The United States' top diplomat has arrived in the Middle East to try to give a boost to the peace process. Secretary of State Condoleezza Rice is pushing for a peace agreement before President Bush leaves office in January. Robert Berger reports from the VOA bureau in Jerusalem.
Secretary of State Condoleezza Rice began her peace mission with harsh criticism of Israel's announcement that it plans to build 1,300 new homes in disputed East Jerusalem. Rice told reporters on her plane that settlement expansion does not build confidence and is an obstacle to peace.
The Palestinians claim East Jerusalem as the capital of their future state. But Israel says it can build anywhere in Jerusalem because it will be the capital of the Jewish state in any final peace agreement. "Jewish neighborhoods in Jerusalem will remain part of Jerusalem in final status talks, and the truth is everyone understands that," said Israeli spokesman Mark Regev.

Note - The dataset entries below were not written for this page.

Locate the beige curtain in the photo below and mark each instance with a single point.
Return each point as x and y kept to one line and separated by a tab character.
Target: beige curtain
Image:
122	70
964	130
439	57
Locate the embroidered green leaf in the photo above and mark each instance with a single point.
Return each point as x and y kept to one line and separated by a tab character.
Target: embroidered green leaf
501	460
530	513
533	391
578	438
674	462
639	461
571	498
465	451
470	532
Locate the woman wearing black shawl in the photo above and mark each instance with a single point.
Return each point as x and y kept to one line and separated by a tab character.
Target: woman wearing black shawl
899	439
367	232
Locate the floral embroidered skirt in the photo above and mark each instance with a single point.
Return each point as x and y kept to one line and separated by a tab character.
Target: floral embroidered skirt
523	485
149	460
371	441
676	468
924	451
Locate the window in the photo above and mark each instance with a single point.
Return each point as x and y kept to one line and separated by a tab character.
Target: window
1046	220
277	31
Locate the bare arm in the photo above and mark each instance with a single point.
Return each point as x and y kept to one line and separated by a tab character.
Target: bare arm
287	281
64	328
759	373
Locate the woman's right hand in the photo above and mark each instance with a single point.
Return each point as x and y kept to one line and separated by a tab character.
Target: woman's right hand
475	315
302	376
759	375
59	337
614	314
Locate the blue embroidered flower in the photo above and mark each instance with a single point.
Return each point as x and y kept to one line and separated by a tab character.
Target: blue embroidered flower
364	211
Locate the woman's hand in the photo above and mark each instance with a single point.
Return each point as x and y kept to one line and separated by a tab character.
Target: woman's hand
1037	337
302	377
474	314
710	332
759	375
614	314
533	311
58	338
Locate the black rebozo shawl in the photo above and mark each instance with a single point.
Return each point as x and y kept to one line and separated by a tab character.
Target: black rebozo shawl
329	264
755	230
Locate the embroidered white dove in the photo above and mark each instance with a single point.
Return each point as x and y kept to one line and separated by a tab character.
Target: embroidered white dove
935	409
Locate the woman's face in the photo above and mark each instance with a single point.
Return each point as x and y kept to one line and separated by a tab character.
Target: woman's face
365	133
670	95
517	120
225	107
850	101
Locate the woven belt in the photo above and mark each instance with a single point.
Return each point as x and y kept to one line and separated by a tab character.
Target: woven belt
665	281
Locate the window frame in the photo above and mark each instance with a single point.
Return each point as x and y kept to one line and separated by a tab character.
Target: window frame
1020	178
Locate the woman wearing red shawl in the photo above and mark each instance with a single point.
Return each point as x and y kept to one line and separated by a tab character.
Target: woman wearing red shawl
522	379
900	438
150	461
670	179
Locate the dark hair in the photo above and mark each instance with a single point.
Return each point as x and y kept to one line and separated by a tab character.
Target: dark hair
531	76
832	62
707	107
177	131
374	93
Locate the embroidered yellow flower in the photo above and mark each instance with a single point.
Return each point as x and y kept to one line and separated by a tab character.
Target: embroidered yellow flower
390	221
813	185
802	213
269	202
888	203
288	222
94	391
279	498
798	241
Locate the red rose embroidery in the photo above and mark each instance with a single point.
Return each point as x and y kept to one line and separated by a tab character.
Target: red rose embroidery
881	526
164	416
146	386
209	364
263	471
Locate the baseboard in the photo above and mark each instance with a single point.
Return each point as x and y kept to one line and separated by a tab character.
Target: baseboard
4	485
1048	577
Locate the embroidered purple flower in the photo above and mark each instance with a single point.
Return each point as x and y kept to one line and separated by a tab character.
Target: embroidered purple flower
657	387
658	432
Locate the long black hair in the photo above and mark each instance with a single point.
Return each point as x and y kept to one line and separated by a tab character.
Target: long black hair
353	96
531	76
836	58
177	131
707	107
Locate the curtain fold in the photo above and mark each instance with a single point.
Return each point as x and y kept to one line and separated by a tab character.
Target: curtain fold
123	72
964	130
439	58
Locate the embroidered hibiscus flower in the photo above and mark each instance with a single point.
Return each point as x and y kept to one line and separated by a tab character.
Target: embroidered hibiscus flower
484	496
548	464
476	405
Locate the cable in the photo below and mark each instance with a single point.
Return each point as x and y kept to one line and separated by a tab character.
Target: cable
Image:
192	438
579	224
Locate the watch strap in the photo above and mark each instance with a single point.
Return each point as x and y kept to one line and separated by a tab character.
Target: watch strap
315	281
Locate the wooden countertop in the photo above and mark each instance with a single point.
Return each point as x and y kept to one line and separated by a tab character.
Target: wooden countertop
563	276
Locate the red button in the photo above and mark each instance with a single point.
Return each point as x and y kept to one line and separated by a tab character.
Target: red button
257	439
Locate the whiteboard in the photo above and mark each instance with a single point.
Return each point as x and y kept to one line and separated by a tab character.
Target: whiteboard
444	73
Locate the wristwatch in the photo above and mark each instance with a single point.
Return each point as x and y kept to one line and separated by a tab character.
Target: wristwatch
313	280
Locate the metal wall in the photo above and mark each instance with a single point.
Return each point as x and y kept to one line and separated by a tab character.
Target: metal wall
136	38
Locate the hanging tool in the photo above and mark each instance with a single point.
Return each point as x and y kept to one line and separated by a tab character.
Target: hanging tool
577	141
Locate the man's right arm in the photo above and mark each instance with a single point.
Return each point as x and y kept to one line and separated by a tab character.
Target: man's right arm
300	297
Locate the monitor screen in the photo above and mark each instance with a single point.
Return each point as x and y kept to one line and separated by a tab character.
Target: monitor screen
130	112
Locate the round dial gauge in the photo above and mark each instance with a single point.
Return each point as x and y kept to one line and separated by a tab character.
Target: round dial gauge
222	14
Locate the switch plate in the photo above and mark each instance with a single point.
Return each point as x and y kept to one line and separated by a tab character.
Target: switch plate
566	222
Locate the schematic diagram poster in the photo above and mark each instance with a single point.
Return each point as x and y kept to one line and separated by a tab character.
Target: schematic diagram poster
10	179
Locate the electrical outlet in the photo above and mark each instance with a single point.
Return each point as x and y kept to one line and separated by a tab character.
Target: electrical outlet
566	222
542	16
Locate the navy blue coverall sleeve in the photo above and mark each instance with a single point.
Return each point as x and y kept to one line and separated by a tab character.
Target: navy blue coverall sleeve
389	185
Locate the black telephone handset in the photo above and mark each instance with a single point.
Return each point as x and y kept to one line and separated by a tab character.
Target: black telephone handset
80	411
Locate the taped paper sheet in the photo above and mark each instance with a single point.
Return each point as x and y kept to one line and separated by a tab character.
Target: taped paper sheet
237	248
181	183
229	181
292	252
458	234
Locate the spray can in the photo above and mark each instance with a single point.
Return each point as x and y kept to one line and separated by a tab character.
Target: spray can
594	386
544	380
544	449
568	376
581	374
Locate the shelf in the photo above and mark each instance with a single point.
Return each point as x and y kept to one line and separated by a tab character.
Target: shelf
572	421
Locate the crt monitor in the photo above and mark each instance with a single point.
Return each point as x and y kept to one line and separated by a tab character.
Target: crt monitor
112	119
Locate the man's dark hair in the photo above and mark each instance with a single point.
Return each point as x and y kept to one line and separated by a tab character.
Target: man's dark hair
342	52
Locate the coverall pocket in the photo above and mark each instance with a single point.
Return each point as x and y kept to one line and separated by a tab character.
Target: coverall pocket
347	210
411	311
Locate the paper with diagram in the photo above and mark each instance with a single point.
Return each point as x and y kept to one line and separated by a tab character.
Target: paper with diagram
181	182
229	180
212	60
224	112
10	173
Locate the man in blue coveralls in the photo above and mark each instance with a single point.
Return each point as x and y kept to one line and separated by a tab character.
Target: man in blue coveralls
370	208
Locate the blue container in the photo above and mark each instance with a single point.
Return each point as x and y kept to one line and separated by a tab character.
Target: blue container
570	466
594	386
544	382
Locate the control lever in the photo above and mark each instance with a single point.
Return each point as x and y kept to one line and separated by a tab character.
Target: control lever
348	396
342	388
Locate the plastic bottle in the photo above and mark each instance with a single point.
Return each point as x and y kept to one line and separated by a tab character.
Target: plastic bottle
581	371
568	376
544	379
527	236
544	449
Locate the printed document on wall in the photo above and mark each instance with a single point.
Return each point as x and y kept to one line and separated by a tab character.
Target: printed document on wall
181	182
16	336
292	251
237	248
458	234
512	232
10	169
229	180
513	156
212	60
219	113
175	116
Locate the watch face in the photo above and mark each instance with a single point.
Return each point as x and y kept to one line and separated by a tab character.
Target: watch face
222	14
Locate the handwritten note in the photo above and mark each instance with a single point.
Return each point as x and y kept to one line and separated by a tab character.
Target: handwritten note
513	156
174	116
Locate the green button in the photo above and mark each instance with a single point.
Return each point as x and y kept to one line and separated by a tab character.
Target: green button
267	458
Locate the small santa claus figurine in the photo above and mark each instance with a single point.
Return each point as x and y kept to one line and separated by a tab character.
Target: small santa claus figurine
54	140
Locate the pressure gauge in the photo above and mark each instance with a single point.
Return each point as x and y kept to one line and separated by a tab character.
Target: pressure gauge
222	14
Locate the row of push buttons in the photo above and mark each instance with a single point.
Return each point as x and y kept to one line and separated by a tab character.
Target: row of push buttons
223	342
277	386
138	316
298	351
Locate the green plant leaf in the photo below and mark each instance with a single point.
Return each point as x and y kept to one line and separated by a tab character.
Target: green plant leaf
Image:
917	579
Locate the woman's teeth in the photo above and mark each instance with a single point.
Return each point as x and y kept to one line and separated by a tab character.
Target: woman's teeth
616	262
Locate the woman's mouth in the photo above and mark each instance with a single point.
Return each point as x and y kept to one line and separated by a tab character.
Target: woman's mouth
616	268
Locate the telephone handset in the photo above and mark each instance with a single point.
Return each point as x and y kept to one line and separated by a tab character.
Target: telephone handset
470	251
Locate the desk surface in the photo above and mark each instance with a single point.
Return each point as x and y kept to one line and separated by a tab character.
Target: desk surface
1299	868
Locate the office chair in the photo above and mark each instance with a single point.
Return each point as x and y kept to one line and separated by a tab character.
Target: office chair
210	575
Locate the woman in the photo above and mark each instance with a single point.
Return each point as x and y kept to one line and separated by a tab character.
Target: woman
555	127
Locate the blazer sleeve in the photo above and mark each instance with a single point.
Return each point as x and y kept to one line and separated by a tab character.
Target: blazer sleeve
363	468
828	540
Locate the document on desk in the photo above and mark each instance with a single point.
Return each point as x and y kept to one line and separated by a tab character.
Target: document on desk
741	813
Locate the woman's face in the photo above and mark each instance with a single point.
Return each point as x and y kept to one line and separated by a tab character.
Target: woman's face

Israel has announced plans to build some 3,000 new homes in East Jerusalem and the West Bank since peace talks resumed six months ago. Palestinian negotiator Saeb Erekat says enough is enough. "This cannot stand," said Erekat. "The government of Israel has a choice, either to continue the settlement activity or to continue the peace process. It cannot have both."
The settlement issue will be high on the agenda when Rice meets separately with Israeli Prime Minister Ehud Olmert and Palestinian President Mahmoud Abbas on Sunday.